Ia pun teringat kembali jika hari sudah tengah malam. Segera, perempuan berambut putih itu keluar dari rumah hantu tersebut.
Warga biasa akan mengalami sedikit efek samping ketika mereka keluar dari ruang gelap seperti pusing dan mual, sedangkan para awakening tidak berdampak banyak.
Jumlah warga sipil yang terjebak lebih banyak ketimbang para awakening, hal itu membuat para awakening yang telah keluar menjadi sibuk.
Mereka semua tidak menyadari kepergian Ekilah selaku orang yang sudah menyelinap masuk.
.
.
.
"Habis dari mana kok baru pulang?"
Ekilah dikejutkan dengan kemunculan sang ayah yang sedang ngopi santai di teras rumah. Dilihat dari kantung matanya, jelas pria beristri itu tidur tidak nyenyak selama beberapa hari.
"Hehe, habis mesra-mesraan sama pacar," ujar Ekilah menyembunyikan pedang Erasmo di belakang badannya.
"Eki." Karsa jelas tahu jika putrinya berbohong.
Ekilah pun menunjukkan pedang Erasmo di tangannya. "Habis misi."
Karsa mengerutkan keningnya sedikit. "Lalu, mau kamu apakan gaji pertamamu itu?"
"Eh?" Ekilah memasang wajah bingung.
Detik berikutnya, Ekilah baru menyadari bahwa tindakan yang baru saja dilakukannya adalah sesuatu yang terlarang alias tabu.
Ia telah melakukan sebuah misi tanpa sepengetahuan pihak Federasi maupun guild mana pun.

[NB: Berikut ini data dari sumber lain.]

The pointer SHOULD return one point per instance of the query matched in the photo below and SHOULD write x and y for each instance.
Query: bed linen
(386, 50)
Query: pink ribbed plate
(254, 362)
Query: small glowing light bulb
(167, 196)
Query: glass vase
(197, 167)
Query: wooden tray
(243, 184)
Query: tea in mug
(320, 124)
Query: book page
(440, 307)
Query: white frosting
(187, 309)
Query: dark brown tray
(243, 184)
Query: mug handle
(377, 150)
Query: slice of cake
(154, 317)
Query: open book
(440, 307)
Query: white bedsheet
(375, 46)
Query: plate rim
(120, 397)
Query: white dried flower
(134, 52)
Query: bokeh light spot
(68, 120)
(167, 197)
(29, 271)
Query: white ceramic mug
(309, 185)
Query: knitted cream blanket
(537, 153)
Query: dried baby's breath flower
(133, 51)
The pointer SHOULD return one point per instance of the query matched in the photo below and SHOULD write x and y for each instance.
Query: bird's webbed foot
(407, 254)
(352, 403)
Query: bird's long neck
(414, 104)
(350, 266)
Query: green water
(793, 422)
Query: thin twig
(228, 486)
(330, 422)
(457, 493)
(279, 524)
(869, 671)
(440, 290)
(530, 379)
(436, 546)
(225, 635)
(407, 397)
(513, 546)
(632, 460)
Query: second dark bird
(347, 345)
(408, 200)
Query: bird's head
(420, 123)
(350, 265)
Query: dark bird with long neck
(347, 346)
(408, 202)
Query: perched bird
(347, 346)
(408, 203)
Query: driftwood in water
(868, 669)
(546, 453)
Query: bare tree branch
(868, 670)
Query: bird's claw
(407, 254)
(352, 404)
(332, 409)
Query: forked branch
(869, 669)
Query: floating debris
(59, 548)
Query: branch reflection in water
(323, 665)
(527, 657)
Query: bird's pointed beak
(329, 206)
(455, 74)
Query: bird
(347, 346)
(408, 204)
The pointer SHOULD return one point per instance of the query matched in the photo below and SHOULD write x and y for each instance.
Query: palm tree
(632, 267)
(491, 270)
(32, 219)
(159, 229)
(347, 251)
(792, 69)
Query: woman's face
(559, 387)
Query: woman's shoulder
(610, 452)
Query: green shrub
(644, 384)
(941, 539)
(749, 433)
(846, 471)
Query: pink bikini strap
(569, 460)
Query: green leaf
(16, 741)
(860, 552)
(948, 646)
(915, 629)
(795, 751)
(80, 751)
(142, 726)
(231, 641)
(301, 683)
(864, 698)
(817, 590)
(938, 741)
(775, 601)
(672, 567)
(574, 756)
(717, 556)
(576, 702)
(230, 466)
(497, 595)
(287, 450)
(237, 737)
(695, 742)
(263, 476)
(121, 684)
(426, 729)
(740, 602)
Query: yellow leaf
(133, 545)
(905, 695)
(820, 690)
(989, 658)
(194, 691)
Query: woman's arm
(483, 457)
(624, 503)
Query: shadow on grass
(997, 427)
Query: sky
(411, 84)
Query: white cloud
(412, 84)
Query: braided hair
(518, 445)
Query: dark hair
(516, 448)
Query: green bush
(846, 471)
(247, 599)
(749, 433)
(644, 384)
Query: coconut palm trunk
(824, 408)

Ekilah menyelinap masuk seenaknya, bergerak dalam bayang-bayang, menyelesaikan misi dengan cepat lalu pergi.
Namun, pelanggaran yang paling berbahaya dari semua itu adalah keputusan Ekilah untuk mengambil sebuah artefak bersejarah yang sangat bernilai berupa pedang Erasmo tanpa izin.
Jika ada yang melaporkan hal ini pada pihak terkait, bisa-bisa kartu identitas Ekilah sebagai awakening akan dicabut. Kedepannya, ia tidak bisa mengetahui misi dan mendapatkan gaji bulanan dari federasi.
"Sial." Ekilah berdecak kesal dalam batinnya.
Mata biru Ekilah menatap sang ayah dengan tatapan memelas. "Papa~ Tolongin~"
Karsa menghela nafas panjang. Dia sudah menyadari apa yang telah dilakukan oleh Ekilah ketika melihat pedang Erasmo itu.
"Lain kali ikuti prosedur yang ada, Eki."
"Maaf."
Akhirnya Karsa menyuruh Ekilah untuk menutup aura yang dikeluarkan oleh pedang Erasmo dan menyimpannya di rumah pohon.
"Eh? Apa gak masalah? Kalau ada awakening suruhan federasi yang datang bagaimana?" tanya Ekilah.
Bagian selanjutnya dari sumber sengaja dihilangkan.